As one example, you can think about something like what happened recently in France. There, the Swiss bank UBS was found to have very aggressively and actively recruited French clients to illegally move funds away from the clasp of French tax authorities to Switzerland. They were fined a record-high penalty of €4.5bn by a French court. Such amounts, and ideally even higher ones, exceed what banks put aside in litigation funds to be used when facing costly law suits or other legal problems. While banks do plan for such events, they don’t normally do so at such high levels. Anything else, lower fines and penalties in the millions, might seem high to you and me. But for most bigger banks they are just part of the cost of doing business and banks expect having to pay them every now and then.
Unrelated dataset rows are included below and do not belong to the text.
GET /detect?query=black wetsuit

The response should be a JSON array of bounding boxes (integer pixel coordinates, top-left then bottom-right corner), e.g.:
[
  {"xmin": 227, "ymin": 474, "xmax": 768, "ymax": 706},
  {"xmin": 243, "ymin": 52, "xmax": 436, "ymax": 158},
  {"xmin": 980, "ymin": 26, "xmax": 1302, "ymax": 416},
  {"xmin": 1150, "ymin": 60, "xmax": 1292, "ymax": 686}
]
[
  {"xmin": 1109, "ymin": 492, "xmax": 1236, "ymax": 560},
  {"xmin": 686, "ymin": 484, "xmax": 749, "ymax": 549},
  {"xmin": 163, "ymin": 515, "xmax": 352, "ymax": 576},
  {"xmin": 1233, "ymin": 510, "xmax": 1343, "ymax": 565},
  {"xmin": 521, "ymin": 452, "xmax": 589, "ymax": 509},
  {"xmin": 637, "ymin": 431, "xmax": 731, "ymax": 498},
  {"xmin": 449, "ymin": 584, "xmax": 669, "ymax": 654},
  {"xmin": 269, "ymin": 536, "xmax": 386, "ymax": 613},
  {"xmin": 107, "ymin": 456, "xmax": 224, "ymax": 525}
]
Another is to possibly think about accreditation and licensing. Why would banks, law firms, and accounting firms that have been caught red-handed and have, in some cases, pleaded guilty to tax evasion, be allowed to keep their operating licenses in France, the US, or wherever such wrongdoing was uncovered? Another measure to prevent wealthy individuals from using tax havens is to set up registries to reveal the true ownership of real estate and financial assets. Of course, you need there to be a political will to move against the avoidance industry and its beneficiaries in any given country, and we haven’t seen very much of that yet.
As evidenced by the recently leaked FinCEN Files?
The recent FinCEN files are a good example of several issues at the heart of the matter. First, they show that big, wealthy banks such as HSBC, Deutsche Bank and JP Morgan are not deterred by lower fines and deferred prosecution deals. They continued to blindly process likely illicit funds while under probation and then, after the probation period, lied to prosecutors about having complied with all efforts to have the criminal charges dismissed.
Second, the files show that problems of regulation and compliance are not simply the prerogative of small, supposedly dodgy tax haven countries. London is one of the world’s money laundering capitals due to the ease with which UK registered companies can be used for financial crimes, thanks to insufficient requirements for identifying directors/owners behind shell companies and weak enforcement.
This interview was conducted by Daniel Kopp.